The school board’s vote Wednesday was to accept the plan, but it was stated in the agenda: “Each month we will look at the data and trends to decide ways the Return to Learn Plan can be improved.”
What, specifically, is the data the board will be reviewing monthly? What trends will the board be looking for? What exactly must happen for the board to modify its plan, specifically in relationship to masks?
It should be made transparent to both the staff and the community how the school board is deciding to stick with the status quo or modify the plan.
For at least the first month of the R2L Plan, the staff, students, parents and the community are left being “highly encouraged to wear face coverings” in high-traffic areas and are told that “the use of a personal face covering by students and staff is permitted and recommended when social distancing cannot be practiced,” as stated in the 2020 Return to Learn On-Site Manual.
What exactly do “highly encouraged” and “recommended” mean? The manual states, “Students will be reminded of proper face mask etiquette.”
Will coronavirus education become part of the curriculum across the grade levels as well? Will students be presented with age-appropriate content regarding masks and their effectiveness, including an interactive discussion as to why one might or might not wear one, what the impact of that decision mighty be and why views might differ on the question of masks?
How “highly” will masks be encouraged, both initially and throughout the year? Will the mask-wearing rate be tracked? What if the rate drops below a specified level? Will education efforts and reminders increase in an effort to increase mask wearing and, therefore, safety?
Or does “highly recommended” just mean a few posters in crowded hallways? Done.
What efforts will be made to continue to nurture a culture of respecting and caring for others?
Perry High School just received the Iowa Character Award from the Ray Center. That very prestigious award is granted to Iowans who convey trustworthiness, respect, responsibility, fairness, caring and good citizenship.
Wearing a mask to prevent directly or indirectly spreading the virus to others is an act of respect for others, a demonstration of taking responsibility for one’s own behaviors, of showing both care for others and good citizenship.

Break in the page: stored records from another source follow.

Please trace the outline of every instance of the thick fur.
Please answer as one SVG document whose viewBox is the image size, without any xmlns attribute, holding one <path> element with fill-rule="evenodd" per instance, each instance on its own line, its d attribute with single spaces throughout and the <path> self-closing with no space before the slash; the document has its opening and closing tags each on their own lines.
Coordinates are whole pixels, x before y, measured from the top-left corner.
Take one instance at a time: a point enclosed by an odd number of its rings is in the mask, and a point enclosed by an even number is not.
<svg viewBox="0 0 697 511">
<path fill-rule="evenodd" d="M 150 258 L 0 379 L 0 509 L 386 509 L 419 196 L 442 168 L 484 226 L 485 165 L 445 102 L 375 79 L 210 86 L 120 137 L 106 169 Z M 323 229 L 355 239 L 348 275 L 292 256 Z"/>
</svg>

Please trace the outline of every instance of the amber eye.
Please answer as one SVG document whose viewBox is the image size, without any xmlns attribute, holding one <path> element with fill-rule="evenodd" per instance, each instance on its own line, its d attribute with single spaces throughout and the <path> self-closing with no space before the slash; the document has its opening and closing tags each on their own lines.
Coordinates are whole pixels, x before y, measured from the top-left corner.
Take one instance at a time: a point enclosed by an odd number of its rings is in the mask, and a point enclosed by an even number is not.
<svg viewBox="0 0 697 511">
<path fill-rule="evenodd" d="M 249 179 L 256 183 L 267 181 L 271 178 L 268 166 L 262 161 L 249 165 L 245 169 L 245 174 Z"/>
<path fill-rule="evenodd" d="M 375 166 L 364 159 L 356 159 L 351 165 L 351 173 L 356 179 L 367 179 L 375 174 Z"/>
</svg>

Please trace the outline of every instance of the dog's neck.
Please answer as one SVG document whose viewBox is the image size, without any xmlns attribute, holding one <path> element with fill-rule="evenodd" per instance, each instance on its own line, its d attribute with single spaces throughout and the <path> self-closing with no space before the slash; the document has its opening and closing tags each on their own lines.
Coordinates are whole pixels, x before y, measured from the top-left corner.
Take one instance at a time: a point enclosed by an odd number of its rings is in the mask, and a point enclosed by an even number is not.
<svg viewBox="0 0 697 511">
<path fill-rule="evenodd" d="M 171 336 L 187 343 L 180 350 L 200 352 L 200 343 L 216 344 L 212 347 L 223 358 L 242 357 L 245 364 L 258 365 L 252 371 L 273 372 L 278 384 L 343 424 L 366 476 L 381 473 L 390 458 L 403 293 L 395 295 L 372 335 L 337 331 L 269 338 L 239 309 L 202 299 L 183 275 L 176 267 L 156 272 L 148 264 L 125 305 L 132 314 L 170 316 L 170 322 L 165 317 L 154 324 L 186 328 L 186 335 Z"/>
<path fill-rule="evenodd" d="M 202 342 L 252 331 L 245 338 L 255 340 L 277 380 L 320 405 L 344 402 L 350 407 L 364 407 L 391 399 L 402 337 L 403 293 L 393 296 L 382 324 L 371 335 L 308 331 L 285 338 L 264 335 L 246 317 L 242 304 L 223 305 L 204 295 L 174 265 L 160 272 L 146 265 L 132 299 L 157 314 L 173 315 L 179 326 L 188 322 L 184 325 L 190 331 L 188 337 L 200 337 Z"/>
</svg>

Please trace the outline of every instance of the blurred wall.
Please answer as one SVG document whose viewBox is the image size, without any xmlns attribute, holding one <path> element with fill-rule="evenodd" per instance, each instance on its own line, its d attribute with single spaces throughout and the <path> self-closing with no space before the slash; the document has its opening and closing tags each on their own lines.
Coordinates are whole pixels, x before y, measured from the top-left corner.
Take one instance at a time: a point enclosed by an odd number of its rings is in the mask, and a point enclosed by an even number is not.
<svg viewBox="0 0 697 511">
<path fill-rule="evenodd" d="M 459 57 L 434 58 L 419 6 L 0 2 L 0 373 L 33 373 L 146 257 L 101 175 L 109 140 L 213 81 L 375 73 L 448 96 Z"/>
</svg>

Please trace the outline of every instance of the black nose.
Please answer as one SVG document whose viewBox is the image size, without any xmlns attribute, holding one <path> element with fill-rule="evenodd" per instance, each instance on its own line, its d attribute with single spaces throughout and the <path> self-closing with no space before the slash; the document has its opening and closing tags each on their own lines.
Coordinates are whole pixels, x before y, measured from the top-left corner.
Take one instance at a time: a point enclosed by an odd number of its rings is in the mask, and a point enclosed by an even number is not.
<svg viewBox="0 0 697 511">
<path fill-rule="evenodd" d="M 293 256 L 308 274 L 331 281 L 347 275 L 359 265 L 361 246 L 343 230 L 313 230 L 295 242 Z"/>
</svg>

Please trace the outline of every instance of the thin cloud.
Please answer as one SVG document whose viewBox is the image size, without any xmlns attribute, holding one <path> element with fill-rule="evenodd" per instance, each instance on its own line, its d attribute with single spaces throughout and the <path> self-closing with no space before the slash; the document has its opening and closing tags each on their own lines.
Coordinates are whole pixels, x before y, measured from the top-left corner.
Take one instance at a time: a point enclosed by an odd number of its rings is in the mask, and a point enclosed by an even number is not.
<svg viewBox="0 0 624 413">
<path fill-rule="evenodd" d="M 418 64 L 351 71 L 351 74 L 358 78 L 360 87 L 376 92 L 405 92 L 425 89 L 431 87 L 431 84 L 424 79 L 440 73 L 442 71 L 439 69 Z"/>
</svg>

Trustworthiness is demonstrated when those concerned for students’ safety can trust that others near them will step up and wear masks. This act will build trust and likely decrease the stress and anxiety of peers. Lowered stress then enables students to better focus on growth and development.
Finally, a policy requiring masks levels the playing field — it shows fairness. In our world, where a mask has inappropriately become a symbol for things having nothing to do with coronavirus mitigation, the Perry R2L Plan specifically states: “School staff will teach and reinforce the prevention of stigma associated with the use or non-use of face coverings, to support a respectful, inclusive and supportive school environment.”
Is actively implementing a policy that the board admits might stigmatize students the wisest use of limited resources?
Requiring masks would eliminate the issue of stigma, allowing efforts to be redirected toward building upon those behaviors recognized by the Iowa Character Award.
Developing students who demonstrate strong character, including concern for others, is a win for the students, their parents, the community and the future of our country.
Superintendent Wicks frequently implores that “everyone’s got to be on board.” I’d like to see us “on board” for a policy requiring face masks that would build upon and continue to advance the six pillars of character, create caring citizens of the world and — as an added but critical benefit — keep our students, staff and community safer while rebuilding our economy more quickly.